Published in the British Journal of Psychiatry Open, the study from the University of York analysed government data of claimants moving from an existing Disability Living Allowance (DLA) entitlement to PIP between April 2013 and October 2016.
All DLA claimants aged from 16—65 are required to reapply for their benefit as part of a gradual switch over to PIP.
The potential loss of income amounts to £141.10 per week for people with the most severe mental health conditions. The authors of the study suggest such a reduction in financial entitlement has the potential to exacerbate existing mental health conditions, limit chances of recovery and put people who are three times more likely to be in debt than the general population into further financial hardship.

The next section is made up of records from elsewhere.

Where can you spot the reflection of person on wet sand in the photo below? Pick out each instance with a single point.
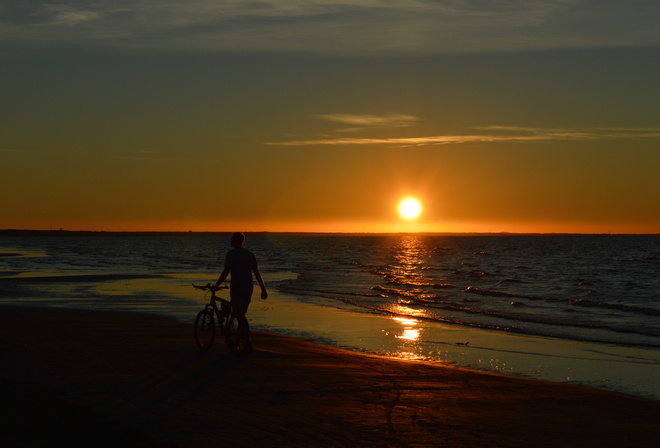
(240, 264)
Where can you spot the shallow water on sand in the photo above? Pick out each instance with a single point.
(564, 308)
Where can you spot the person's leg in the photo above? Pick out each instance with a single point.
(240, 303)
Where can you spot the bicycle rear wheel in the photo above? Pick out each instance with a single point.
(204, 329)
(238, 335)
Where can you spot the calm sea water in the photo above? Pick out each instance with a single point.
(600, 289)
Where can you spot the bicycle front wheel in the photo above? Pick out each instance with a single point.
(238, 335)
(204, 329)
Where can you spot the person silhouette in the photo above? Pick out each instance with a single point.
(240, 264)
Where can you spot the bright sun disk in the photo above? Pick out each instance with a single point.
(410, 208)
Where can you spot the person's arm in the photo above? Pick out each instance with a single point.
(223, 277)
(260, 280)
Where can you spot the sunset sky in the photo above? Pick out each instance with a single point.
(499, 116)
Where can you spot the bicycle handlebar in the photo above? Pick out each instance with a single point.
(209, 287)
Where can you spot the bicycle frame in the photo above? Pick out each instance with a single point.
(235, 336)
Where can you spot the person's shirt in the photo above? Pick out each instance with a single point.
(240, 262)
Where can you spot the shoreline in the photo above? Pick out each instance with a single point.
(143, 372)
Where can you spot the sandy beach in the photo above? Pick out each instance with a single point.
(76, 378)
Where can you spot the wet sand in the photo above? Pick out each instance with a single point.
(126, 379)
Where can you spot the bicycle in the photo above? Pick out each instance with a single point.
(236, 335)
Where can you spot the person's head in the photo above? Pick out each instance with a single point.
(237, 239)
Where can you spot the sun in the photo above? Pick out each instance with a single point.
(410, 208)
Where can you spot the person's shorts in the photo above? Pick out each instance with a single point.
(240, 302)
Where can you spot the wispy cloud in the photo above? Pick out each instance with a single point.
(338, 26)
(496, 134)
(362, 122)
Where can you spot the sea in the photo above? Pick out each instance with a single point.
(568, 308)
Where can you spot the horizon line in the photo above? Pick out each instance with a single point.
(26, 232)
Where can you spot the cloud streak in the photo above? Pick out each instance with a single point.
(340, 26)
(497, 134)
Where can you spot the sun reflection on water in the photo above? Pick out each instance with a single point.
(410, 331)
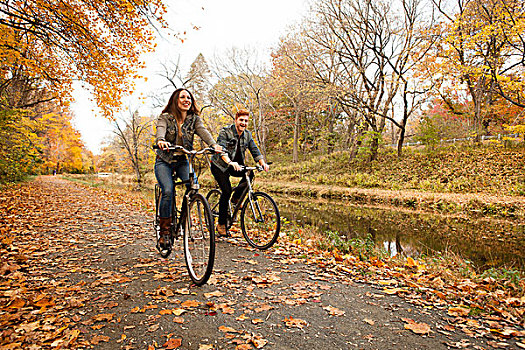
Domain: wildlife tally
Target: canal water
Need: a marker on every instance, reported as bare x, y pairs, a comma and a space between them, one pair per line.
484, 242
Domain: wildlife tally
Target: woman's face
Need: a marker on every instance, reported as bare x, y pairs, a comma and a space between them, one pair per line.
184, 102
241, 123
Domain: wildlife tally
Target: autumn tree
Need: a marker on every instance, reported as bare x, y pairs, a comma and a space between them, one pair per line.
369, 44
291, 78
98, 42
198, 80
135, 136
242, 80
481, 49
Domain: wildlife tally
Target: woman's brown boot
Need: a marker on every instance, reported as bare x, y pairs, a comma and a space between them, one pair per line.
165, 226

The study also found that people with a common mental disorder—such as anxiety or depression—were more likely to have their claim rejected than claimants with neurological conditions, musculoskeletal conditions and diabetes.

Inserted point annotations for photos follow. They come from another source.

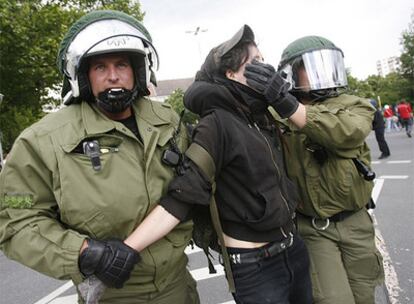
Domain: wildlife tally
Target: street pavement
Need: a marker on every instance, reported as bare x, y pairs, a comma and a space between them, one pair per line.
394, 195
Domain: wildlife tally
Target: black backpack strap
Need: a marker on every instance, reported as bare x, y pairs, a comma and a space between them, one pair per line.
205, 162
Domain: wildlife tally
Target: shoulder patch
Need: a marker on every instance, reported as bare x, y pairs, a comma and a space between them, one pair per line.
17, 201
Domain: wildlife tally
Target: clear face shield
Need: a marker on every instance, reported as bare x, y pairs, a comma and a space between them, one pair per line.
316, 70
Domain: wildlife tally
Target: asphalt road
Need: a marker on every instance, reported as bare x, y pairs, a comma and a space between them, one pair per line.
394, 215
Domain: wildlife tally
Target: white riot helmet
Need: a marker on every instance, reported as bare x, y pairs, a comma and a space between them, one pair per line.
104, 32
322, 62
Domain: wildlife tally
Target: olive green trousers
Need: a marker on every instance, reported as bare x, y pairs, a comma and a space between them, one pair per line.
183, 290
345, 263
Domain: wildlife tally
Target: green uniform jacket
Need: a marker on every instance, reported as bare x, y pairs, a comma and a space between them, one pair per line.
340, 126
52, 198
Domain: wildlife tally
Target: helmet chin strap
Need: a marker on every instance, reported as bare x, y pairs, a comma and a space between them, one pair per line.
116, 100
315, 95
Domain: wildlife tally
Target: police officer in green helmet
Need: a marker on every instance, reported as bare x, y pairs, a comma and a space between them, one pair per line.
80, 180
329, 160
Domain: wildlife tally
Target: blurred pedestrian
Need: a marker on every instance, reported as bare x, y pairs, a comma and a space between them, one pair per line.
378, 126
406, 113
388, 114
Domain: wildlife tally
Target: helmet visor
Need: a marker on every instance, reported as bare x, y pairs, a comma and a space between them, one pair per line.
324, 69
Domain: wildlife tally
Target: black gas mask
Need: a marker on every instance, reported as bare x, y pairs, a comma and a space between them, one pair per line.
116, 100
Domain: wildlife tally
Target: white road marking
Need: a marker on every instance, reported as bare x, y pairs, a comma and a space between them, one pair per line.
391, 162
72, 299
55, 293
391, 280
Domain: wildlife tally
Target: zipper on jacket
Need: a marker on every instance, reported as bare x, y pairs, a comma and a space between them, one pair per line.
274, 163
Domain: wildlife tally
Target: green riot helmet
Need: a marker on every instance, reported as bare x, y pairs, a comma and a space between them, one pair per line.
322, 62
104, 32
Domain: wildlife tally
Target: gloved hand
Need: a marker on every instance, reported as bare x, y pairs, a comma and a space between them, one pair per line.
110, 261
264, 79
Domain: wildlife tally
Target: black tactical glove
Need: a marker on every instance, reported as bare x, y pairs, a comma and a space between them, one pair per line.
264, 79
110, 261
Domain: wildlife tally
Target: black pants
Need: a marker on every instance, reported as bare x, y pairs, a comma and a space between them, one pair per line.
280, 279
382, 144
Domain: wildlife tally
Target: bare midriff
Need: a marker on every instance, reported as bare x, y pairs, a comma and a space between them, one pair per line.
232, 242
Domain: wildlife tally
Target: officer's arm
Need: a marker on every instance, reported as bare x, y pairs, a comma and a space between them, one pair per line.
156, 225
30, 230
299, 117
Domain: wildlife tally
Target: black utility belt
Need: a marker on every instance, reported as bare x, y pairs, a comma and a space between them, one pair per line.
322, 224
261, 253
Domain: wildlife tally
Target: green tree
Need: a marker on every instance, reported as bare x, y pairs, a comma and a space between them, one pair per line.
407, 58
177, 103
30, 35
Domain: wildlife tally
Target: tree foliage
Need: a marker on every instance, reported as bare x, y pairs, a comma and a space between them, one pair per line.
395, 86
31, 32
177, 103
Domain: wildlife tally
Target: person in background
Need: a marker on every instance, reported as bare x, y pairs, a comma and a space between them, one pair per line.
379, 128
406, 114
328, 158
80, 180
388, 114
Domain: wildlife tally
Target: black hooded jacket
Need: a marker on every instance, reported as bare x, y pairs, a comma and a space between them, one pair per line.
254, 196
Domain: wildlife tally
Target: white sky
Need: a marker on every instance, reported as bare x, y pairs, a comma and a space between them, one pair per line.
366, 30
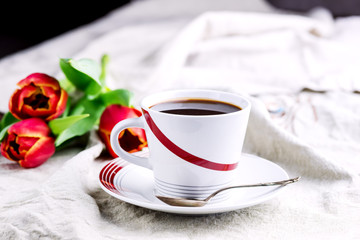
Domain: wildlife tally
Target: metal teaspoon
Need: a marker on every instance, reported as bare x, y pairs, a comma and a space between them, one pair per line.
186, 202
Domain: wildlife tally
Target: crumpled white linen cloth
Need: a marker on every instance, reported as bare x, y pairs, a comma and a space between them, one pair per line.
301, 75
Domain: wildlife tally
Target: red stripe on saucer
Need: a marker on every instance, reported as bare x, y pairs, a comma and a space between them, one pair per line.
181, 152
107, 175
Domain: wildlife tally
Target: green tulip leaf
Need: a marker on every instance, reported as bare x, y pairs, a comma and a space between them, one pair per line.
118, 96
8, 119
84, 74
61, 124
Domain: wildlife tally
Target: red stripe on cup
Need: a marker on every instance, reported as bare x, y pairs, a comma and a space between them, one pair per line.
181, 153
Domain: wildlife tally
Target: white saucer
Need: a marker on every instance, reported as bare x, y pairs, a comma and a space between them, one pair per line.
135, 185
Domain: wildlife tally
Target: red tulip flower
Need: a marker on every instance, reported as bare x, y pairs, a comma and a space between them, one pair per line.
39, 96
29, 143
131, 139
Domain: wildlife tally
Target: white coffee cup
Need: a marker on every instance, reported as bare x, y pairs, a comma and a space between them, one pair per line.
190, 155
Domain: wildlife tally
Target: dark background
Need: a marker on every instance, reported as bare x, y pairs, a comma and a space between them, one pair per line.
27, 23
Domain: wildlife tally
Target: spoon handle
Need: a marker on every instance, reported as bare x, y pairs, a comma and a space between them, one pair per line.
283, 183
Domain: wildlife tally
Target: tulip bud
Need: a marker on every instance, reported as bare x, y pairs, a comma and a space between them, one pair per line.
39, 96
131, 139
29, 143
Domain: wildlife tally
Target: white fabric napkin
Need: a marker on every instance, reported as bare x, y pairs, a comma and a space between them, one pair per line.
268, 57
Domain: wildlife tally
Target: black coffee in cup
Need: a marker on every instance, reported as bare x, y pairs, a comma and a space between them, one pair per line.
196, 106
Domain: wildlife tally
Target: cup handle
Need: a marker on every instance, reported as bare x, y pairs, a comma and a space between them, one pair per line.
114, 141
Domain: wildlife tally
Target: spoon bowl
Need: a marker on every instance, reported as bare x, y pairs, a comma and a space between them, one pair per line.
188, 202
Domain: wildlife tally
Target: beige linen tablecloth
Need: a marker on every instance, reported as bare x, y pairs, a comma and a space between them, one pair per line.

Claims based on alcohol and substance misuse were found to be 1.97 times more likely to be rejected, increasing to 3.38 times more likely for claimants with ADHD.

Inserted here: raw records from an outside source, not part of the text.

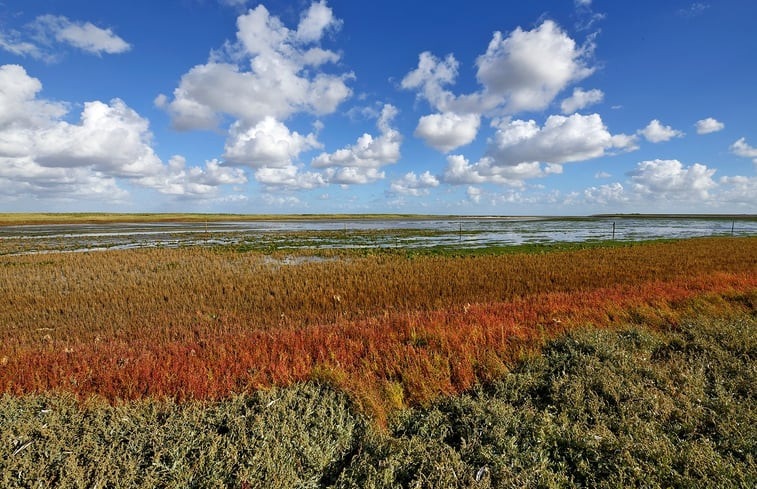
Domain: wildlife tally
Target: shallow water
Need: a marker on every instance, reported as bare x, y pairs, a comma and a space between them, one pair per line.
357, 233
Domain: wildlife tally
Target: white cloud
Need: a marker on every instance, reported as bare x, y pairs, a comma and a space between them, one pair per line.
655, 132
46, 30
414, 185
269, 143
289, 177
430, 78
447, 131
271, 71
741, 148
48, 157
316, 21
612, 193
529, 68
14, 45
353, 175
194, 181
359, 163
524, 71
706, 126
281, 200
474, 194
460, 171
561, 140
670, 180
581, 99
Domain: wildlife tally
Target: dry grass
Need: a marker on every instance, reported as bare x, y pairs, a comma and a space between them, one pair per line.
393, 331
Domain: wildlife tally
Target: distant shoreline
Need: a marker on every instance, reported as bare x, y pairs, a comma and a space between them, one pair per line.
17, 219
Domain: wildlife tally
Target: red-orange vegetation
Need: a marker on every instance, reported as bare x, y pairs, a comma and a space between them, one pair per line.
391, 331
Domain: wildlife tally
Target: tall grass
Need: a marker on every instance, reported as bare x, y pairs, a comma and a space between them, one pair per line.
392, 331
638, 406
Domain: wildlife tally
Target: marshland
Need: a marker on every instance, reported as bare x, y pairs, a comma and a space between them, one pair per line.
392, 351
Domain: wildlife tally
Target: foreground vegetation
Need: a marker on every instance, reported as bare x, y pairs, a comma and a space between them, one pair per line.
390, 330
638, 406
562, 366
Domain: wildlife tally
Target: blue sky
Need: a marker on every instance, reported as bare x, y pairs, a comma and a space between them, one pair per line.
511, 108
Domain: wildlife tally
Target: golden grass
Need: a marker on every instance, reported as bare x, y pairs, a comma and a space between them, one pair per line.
193, 323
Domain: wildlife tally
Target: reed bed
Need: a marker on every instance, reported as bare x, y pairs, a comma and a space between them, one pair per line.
393, 331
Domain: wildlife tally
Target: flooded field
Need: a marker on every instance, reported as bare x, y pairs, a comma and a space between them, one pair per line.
469, 232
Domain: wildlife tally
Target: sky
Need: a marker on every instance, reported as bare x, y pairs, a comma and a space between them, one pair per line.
568, 107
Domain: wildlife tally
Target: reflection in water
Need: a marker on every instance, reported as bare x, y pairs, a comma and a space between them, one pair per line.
325, 233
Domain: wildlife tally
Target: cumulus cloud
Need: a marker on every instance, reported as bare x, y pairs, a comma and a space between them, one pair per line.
671, 180
360, 162
49, 157
269, 143
741, 148
474, 194
289, 177
612, 193
521, 150
447, 131
42, 37
270, 71
581, 99
414, 185
11, 43
561, 140
656, 132
529, 68
523, 71
460, 171
706, 126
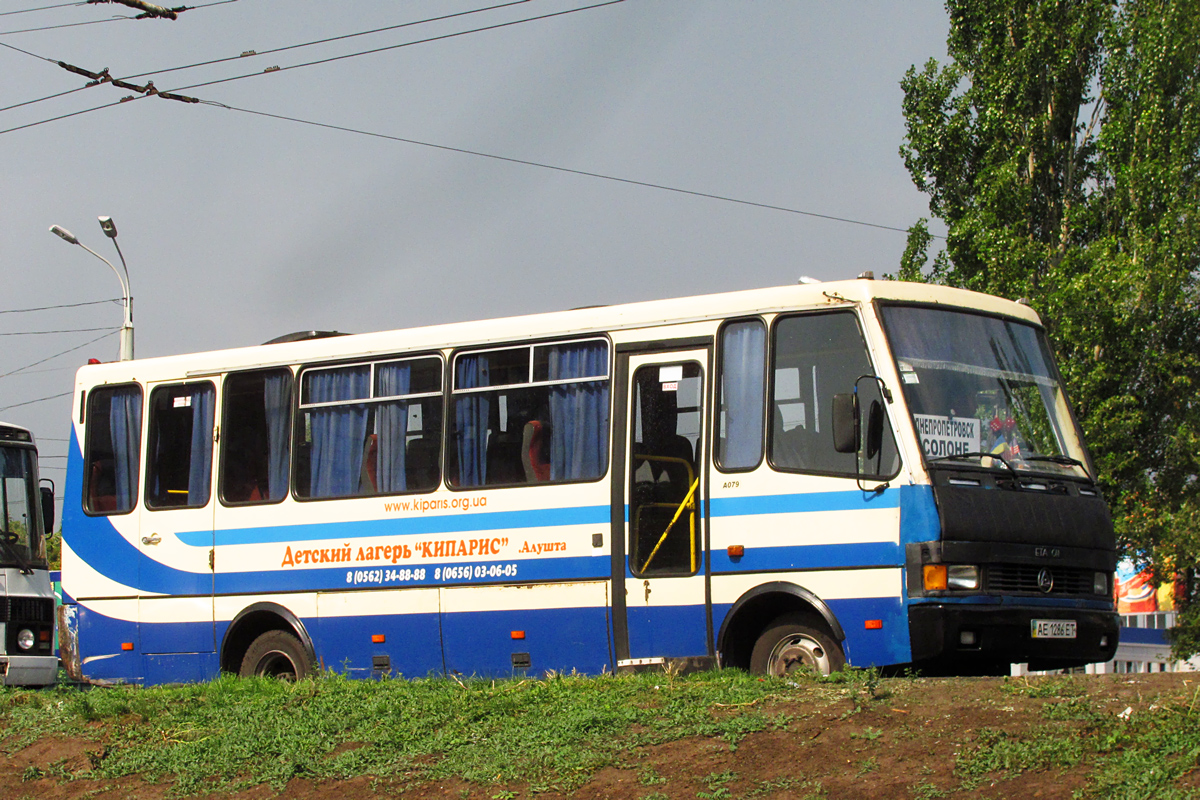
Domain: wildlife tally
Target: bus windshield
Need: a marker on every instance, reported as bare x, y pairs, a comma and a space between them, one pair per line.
19, 507
982, 391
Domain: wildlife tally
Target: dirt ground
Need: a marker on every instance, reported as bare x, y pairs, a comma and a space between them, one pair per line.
900, 744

Lead author of the study, Katie Pybus, from the Department of Health Sciences, said: “As far as we are aware, this is the first academic study to compare Personal Independence Payment eligibility assessment outcomes by health condition for existing Disability Living Allowance claimants.
“Our intention is not to comment on the acceptability of eligibility assessment outcomes for claimants with the other health conditions included in the analysis, but rather to highlight areas of potential inequality that may need to be addressed to ensure the benefits system values mental health equally with physical health.”
The findings come ahead of a debate in the House of Commons on 22 January, when MPs will be discussing mental health and the benefits assessment process.
The reasons for the discrepancy identified by the study are unclear, but the findings support concerns raised in a Work and Pensions Committee report, which found that PIP assessors had a lack of specialist mental health knowledge and used informal observations to make judgements on a claimants’ mental health condition.
As of November 2017, only 16.6 percent of assessors had a clinical mental health background.
Co-author of the paper, Professor Kate Pickett from the Department of Health Sciences, said: “Our study provides robust evidence that the benefits system discriminates against those with mental illness. The government needs to take notice and take action to ensure that those with mental illness are treated fairly.”
Commenting on the research, Professor Wendy Burn, President of the Royal College of Psychiatrists, said: “We can provide the best treatment in the world for our patients but if they can’t afford accommodation, heating or food this will be ineffective.